Junk Science, Wissenschaftsmüll, ist eines der Probleme, mit der sich unsere Massenwissenschaftsgesellschaft auseinandersetzen muss. Je mehr publiziert wird, desto mehr nimmt der Aufwand zu, Wissen aus dem Müll zu filtern. Echter Müll kann dagegen eine richtig gute epidemiologische Erkenntnisquelle sein. Heute war in der Süddeutschen Zeitung wieder ein Bericht über das Projekt des European Monitoring Centre for Drugs and Drug Addiction (EMCDDA) über die Untersuchung von Abwässern auf Drogenrückstände bzw. –abbauprodukte. Die Medien berichten seit Jahren gerne darüber, welche Städte bei welchen Drogen das Ranking anführen. Im europäischen Vergleich war es 2017 bei Kokain Barcelona, bei den Amphetaminen Eindhoven in den Niederlanden, gefolgt von Antwerpen und Saarbrücken, bei den Methamphetaminen (z.B Crystal Meth) waren es Chemnitz und Erfurt und bei Ecstasy Amsterdam und wiederum Eindhoven.
Wie zuverlässig die Rückschlüsse von den Stoffkonzentrationen in den Abwässern auf personenbezogene Verbrauchswerte sind, kann ich nicht beurteilen. Vorsicht beim Städteranking walten zu lassen, ist aber sicher nicht falsch. Schon die Zuordnung von Haushalten bzw. Personen zu den einzelnen Klärwerken und die Hochrechnung ist sicher fehlerträchtig, hinzukommen eine Reihe weiterer Faktoren, wie das EMCDDA schreibt:
Die Abwasseranalyse stellt zwar eine interessante ergänzende Datenquelle für die Überwachung der Mengen von auf Bevölkerungsebene konsumierten illegalen Drogen dar, doch liefert sie keine Informationen zur Prävalenz und zur Häufigkeit des Konsums, zu den Hauptkonsumentengruppen und zum Reinheitsgrad der Drogen. Zusätzliche Herausforderungen ergeben sich durch Unsicherheiten im Zusammenhang mit dem Verhalten der ausgewählten Biomarker in der Abwasserleitung, verschiedenen Rückrechnungsmethoden und verschiedenen Ansätzen zur Schätzung der Größe der untersuchten Bevölkerungsgruppe (Castiglioni et al., 2013, 2016; Lai et al., 2014; EMCDDA, 2016b). Die Schwierigkeiten bei der Auswahl der Analyseziele für Heroin beispielsweise machen die Überwachung dieser Droge im Abwasser im Vergleich zu anderen Substanzen komplizierter (Been et al., 2015). Außerdem schwankt der Reinheitsgrad von Produkten im Straßenhandel auf unvorhersehbare Weise im Zeitverlauf und an verschiedenen Standorten. Ferner ist die Umrechnung der konsumierten Gesamtmenge in die entsprechende Anzahl an durchschnittlichen Einzeldosen kompliziert, da Drogen auf unterschiedlichen Wegen und in sehr unterschiedlichen Mengen eingenommen werden können und sie sehr unterschiedliche Reinheitsgrade aufweisen (Zuccato et al., 2008).
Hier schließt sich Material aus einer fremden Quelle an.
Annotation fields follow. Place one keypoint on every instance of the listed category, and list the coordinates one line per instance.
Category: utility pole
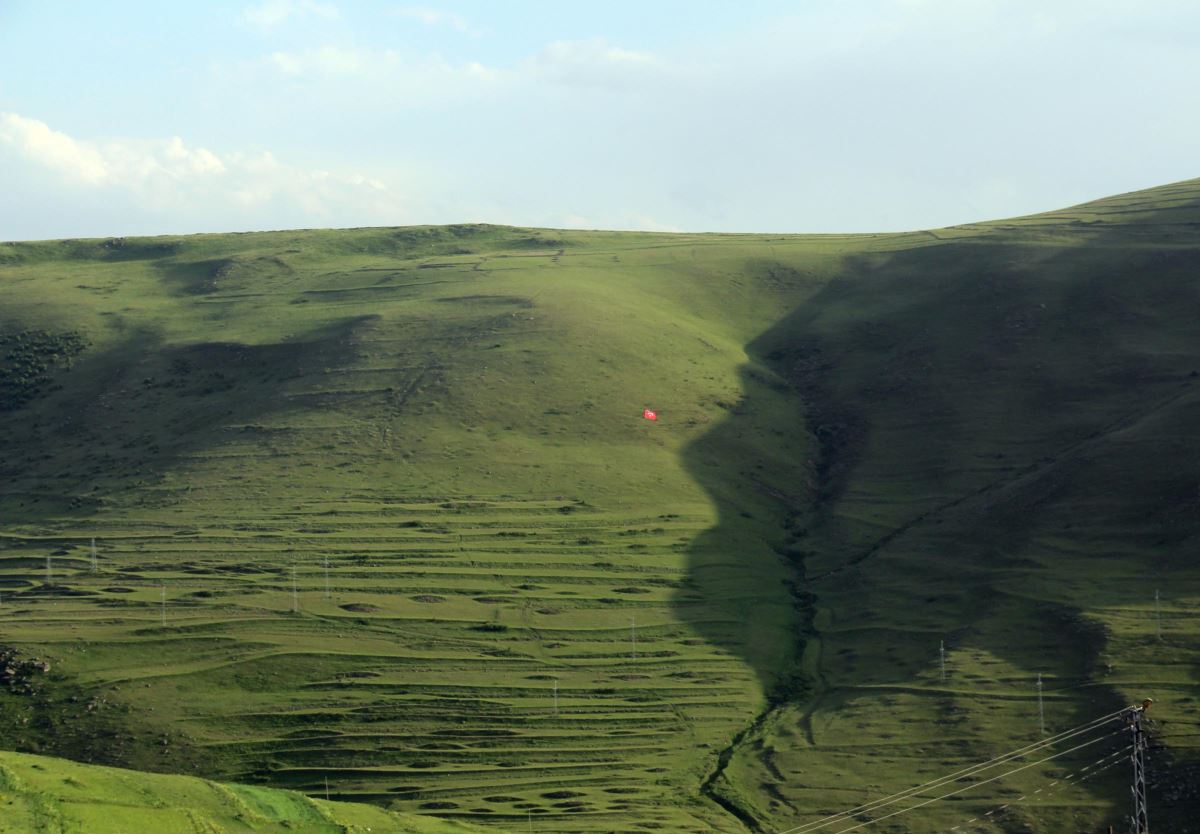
(1138, 759)
(1042, 714)
(1158, 616)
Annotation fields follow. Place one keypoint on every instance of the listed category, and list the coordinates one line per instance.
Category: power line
(975, 785)
(1101, 765)
(958, 774)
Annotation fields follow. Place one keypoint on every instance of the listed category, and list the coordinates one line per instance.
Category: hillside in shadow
(1008, 427)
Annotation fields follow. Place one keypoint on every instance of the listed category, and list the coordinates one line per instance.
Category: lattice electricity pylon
(1134, 717)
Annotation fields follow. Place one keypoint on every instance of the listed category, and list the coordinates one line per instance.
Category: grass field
(378, 507)
(52, 796)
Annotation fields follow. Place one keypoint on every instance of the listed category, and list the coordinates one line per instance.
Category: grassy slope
(40, 795)
(979, 435)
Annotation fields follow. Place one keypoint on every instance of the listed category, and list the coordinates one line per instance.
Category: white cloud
(169, 175)
(271, 13)
(592, 63)
(36, 142)
(433, 17)
(331, 61)
(401, 77)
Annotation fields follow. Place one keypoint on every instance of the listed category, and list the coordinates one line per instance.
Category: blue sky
(139, 118)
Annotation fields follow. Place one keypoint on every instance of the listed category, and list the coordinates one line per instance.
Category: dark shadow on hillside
(969, 400)
(118, 419)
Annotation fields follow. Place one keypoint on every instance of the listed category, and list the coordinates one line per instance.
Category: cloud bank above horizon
(773, 117)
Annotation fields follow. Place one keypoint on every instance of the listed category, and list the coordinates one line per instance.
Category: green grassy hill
(40, 795)
(379, 507)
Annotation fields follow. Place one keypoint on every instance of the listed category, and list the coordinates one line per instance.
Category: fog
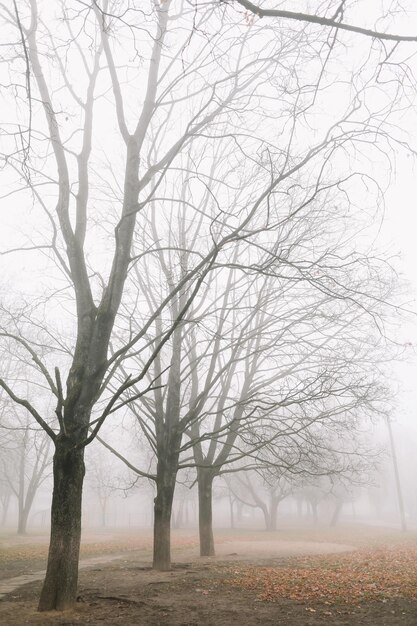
(207, 273)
Aber auch von den mediengängigen Städterankings einmal abgesehen, ist die Abwasserepidemiologie ausgesprochen erkenntnisträchtig, etwa was die regionale Verbreitung von Drogen oder anderen Stoffen angeht. Die Methode, Abwässer für epidemiologische Fragestellungen zu nutzen, dürfte in Zukunft noch an Bedeutung gewinnen, z.B. mit Blick auf Medikamente (die Rückschluss auf Krankheitshäufungen geben könnten), oder den Infektionsschutz, wenn im Abwasser nach bestimmten Krankheitserregern gesucht wird, z.B. Polio-Viren: Hier gab es wiederholt Funde von Impfviren in Abwässern in verschiedenen Ländern. Manche Epidemiologen fordern sogar die regelmäßige Kontrolle von Abwässern auf Polioviren.
Wenn man bei Pubmed nach Sewage Epidemiology oder wastewater-based Epidemiology sucht, werden ca. 1.600 Publikationen angezeigt. Ich habe die Titel und abstracts nicht durchgesehen, ein Teil der Publikationen ist nicht wirklich einschlägig und wäre noch herauszufiltern, aber offensichtlich ist hier ein eigenes Forschungsfeld entstanden. Ein sicheres Zeichen dafür ist auch, dass es bereits ethische Leitlinien für die abwasserbezogene Epidemiologie gibt (Prichard J. et al., 2014). Pettenkofer, über den wir vor kurzem hier diskutiert haben, hätte sich über diese Entwicklung der “Kanalwissenschaften” bestimmt gefreut.